The US Conflict Mineral Law
In April 2009, Senator Sam Brownback (R-KS) introduced the Congo Conflict Minerals Act of 2009 (S. 819) to require electronics companies to verify and disclose their sources of cassiterite, wolframite, and tantalum. This legislation died in committee. However, Brownback added similar language as Section 1502 of the Dodd–Frank Wall Street Reform and Consumer Protection Act, which passed Congress and was signed into law by President Barack Obama on July 21, 2010.

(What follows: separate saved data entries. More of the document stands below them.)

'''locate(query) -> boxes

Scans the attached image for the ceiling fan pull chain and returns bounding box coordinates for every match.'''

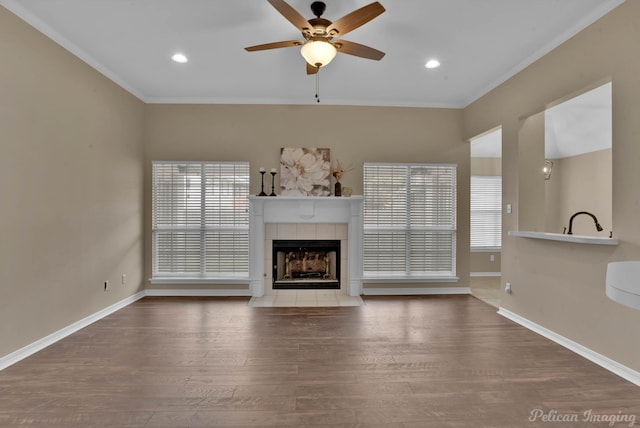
[315,65,320,103]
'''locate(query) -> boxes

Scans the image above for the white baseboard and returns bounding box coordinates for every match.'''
[145,288,252,297]
[0,291,146,371]
[498,307,640,387]
[362,287,471,295]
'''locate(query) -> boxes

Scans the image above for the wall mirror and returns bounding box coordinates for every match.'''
[518,81,612,236]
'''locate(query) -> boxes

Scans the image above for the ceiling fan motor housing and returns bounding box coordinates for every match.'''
[310,1,326,17]
[308,18,332,37]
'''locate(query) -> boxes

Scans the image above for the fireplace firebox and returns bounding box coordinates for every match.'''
[272,240,340,289]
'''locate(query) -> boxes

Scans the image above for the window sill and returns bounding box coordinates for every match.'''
[471,247,501,253]
[149,277,250,285]
[362,276,459,284]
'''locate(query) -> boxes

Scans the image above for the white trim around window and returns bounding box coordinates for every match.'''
[151,161,250,282]
[363,162,457,281]
[470,175,502,251]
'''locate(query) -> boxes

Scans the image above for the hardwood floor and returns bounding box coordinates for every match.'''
[0,295,638,427]
[470,276,501,308]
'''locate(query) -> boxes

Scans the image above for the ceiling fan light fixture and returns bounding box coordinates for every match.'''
[300,40,337,67]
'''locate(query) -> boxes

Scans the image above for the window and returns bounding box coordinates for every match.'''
[152,161,250,280]
[470,176,502,250]
[363,163,457,278]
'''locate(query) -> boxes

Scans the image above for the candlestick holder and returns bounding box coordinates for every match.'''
[258,171,267,196]
[269,171,277,196]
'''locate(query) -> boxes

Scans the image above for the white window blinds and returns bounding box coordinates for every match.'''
[152,161,250,278]
[470,176,502,250]
[363,163,457,278]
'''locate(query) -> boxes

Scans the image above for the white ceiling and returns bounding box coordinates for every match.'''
[1,0,623,108]
[471,128,502,158]
[545,82,612,159]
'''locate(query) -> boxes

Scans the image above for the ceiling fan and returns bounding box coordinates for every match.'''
[245,0,386,75]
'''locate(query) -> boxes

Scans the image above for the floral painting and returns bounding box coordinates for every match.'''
[280,148,331,196]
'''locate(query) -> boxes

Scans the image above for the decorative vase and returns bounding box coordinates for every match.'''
[334,181,342,197]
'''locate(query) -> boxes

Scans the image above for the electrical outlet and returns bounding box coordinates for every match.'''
[506,203,512,214]
[490,254,495,262]
[504,282,512,294]
[122,274,127,285]
[104,280,109,291]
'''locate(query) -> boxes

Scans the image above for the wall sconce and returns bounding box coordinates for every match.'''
[543,159,554,180]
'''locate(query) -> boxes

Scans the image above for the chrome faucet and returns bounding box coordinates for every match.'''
[567,211,603,235]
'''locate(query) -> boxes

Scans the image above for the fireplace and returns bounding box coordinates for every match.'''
[272,240,340,289]
[249,196,363,297]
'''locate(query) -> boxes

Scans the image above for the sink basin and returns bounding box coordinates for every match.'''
[606,261,640,310]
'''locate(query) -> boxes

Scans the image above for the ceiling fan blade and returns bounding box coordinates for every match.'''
[326,2,385,38]
[245,40,302,52]
[267,0,312,33]
[306,62,319,75]
[335,40,385,60]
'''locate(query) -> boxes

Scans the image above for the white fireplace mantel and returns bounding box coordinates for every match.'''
[249,196,363,297]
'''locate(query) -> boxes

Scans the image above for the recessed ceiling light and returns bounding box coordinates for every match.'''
[425,59,440,69]
[171,53,188,63]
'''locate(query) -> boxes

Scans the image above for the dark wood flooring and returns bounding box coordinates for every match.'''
[0,295,638,427]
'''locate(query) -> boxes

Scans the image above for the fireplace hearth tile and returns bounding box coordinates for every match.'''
[339,296,365,306]
[248,291,364,307]
[317,295,339,306]
[274,297,296,307]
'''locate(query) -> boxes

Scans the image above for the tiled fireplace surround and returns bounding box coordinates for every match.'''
[249,196,363,297]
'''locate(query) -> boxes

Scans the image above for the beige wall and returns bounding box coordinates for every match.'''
[463,0,640,371]
[0,8,145,357]
[144,104,470,290]
[518,112,546,232]
[470,252,501,273]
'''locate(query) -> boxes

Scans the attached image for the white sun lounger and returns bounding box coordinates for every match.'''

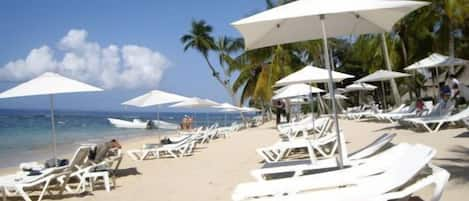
[403,106,469,133]
[0,146,91,201]
[279,118,332,141]
[127,136,195,160]
[232,143,448,201]
[251,133,396,181]
[277,116,329,134]
[256,130,339,163]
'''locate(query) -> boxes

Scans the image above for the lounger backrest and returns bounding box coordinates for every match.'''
[360,144,435,194]
[424,101,433,110]
[349,133,396,160]
[68,146,91,171]
[232,143,418,201]
[390,104,405,113]
[449,106,469,121]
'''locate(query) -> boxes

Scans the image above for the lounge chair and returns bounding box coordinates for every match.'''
[402,106,469,133]
[278,118,332,142]
[0,146,91,201]
[256,129,339,163]
[127,136,195,160]
[232,143,449,201]
[347,104,382,120]
[278,117,330,137]
[251,133,395,181]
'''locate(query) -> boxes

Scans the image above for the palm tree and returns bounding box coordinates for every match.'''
[181,20,240,105]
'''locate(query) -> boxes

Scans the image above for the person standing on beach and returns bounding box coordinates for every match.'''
[273,100,284,125]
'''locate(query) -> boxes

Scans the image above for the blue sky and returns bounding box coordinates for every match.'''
[0,0,266,112]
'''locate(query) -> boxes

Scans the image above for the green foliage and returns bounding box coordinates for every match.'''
[181,0,469,107]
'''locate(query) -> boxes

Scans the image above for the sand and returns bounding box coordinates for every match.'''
[1,119,468,201]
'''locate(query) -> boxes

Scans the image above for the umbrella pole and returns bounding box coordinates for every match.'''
[309,87,315,130]
[381,33,400,105]
[381,81,386,110]
[225,112,227,126]
[157,106,160,129]
[436,67,440,99]
[50,94,57,167]
[320,15,345,168]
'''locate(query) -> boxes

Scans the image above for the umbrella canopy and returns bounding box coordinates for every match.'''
[345,83,377,92]
[0,72,102,98]
[404,53,469,71]
[239,107,261,112]
[323,93,348,100]
[169,97,219,108]
[122,90,188,107]
[0,72,103,165]
[232,0,428,168]
[273,83,324,100]
[232,0,429,50]
[213,102,241,111]
[355,70,410,83]
[275,65,354,86]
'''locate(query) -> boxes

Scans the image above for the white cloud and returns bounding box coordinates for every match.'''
[0,29,170,89]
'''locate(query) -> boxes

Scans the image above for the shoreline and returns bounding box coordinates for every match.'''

The U.S. Securities and Exchange Commission (SEC) issued its proposed, far-reaching draft regulations to implement the Conflict Mineral Law. The regulations were proposed on December 15, 2010 and published in the Federal Register of December 23, 2010 would require U.S. and certain foreign companies to report and make public the use of so-called "conflict minerals" from the Democratic Republic of the Congo or adjoining countries in their products. Comments on this proposal were originally due by January 31, 2011, but SEC extended the public comment period until March 2, 2011. The law itself requires the regulations to be finalized no later than April 15, 2011. According to the SEC website, section 1502 is one of the rules scheduled to be promulgated between January 2012 and June 30, 2012. The latest word from the SEC was a statement in March 2012 by SEC chairwoman Mary Schapiro that the agency hopes to complete the process in "the next couple of months", a statement that would be consistent with the website's target date,
One report concerning the proposal stated the following statistics for the submitted comments:
*Slightly more than 700 comment letters were submitted to SEC on the proposal;
*Approximately 65% of those were form letters or basic letters from the general public supporting the rule's intent;
*The remaining 35% (roughly 270) represent views of businesses, trade/industry associations, the investment/financial community, professional auditing firms, and other relevant governmental entities; and
*Of those 270 comments, an estimated 200 contained substantive and/or technical comments.

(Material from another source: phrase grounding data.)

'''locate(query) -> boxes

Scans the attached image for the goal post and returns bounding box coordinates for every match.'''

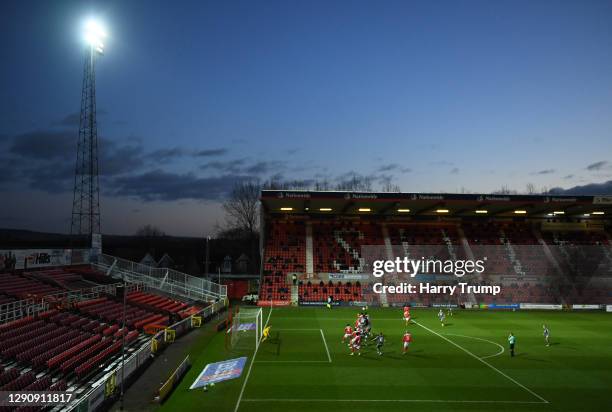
[229,307,263,352]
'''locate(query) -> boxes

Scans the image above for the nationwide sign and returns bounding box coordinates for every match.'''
[189,357,247,389]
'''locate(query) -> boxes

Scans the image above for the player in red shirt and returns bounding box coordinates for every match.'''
[403,305,411,326]
[342,324,353,343]
[402,331,412,354]
[355,313,362,329]
[350,332,362,356]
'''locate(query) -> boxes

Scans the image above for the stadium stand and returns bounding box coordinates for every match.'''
[261,221,306,302]
[259,204,612,306]
[0,262,219,407]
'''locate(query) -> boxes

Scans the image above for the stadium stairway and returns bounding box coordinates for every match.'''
[305,222,314,276]
[291,285,299,305]
[532,227,570,305]
[379,223,393,307]
[455,226,478,305]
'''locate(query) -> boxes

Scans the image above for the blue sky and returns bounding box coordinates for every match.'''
[1,0,611,236]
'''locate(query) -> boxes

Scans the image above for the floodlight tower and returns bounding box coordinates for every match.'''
[70,20,106,236]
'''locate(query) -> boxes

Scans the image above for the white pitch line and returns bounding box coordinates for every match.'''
[243,398,546,404]
[320,329,332,363]
[275,328,321,331]
[413,320,549,404]
[443,333,505,360]
[234,307,273,412]
[256,360,329,363]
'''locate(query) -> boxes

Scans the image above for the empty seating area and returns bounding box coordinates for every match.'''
[76,296,169,329]
[0,284,200,396]
[541,230,612,280]
[0,303,145,398]
[313,221,383,273]
[388,224,463,262]
[27,268,95,290]
[261,221,306,301]
[299,280,364,303]
[261,217,612,305]
[0,273,62,300]
[127,290,196,317]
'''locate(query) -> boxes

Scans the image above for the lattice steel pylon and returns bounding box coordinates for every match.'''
[70,43,103,236]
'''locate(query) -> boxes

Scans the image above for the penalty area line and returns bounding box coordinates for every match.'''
[234,307,273,412]
[320,329,332,363]
[413,320,549,404]
[243,398,547,404]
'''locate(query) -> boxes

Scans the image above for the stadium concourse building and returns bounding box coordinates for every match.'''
[258,190,612,308]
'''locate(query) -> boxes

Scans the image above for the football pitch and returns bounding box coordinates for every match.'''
[160,307,612,412]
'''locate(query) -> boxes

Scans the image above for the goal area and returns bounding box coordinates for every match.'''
[228,307,263,352]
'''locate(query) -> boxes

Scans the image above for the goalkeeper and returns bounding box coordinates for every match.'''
[262,325,272,342]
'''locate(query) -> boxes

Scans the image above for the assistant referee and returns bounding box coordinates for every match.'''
[508,332,516,357]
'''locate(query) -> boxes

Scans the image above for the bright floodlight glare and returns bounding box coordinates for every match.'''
[84,19,107,52]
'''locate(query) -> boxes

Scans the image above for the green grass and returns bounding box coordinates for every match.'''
[159,307,612,412]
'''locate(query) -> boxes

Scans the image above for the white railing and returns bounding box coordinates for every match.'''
[0,282,124,325]
[96,254,227,301]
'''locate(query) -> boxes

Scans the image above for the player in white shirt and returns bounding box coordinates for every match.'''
[438,309,446,327]
[543,324,550,346]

That report also contains what it calls a "preview of the final SEC regulations" synthesized from their detailed research and analysis of a large body of documents, reports and other information on the law, proposed regulation and the current budget/political setting facing the SEC in the current administration.
The comments on the proposal can be reviewed by the public.
Media reports published at the end of March/beginning of April 2011 appeared to indicate that the SEC rules were published and in place on April 1, However, these reports actually were referring to the Electronic Industry Citizenship Coalition (EICC) and their industry association program they developed for their membership. Those reports erroneously used the words "regulations" and "rules" to refer to the EICC program.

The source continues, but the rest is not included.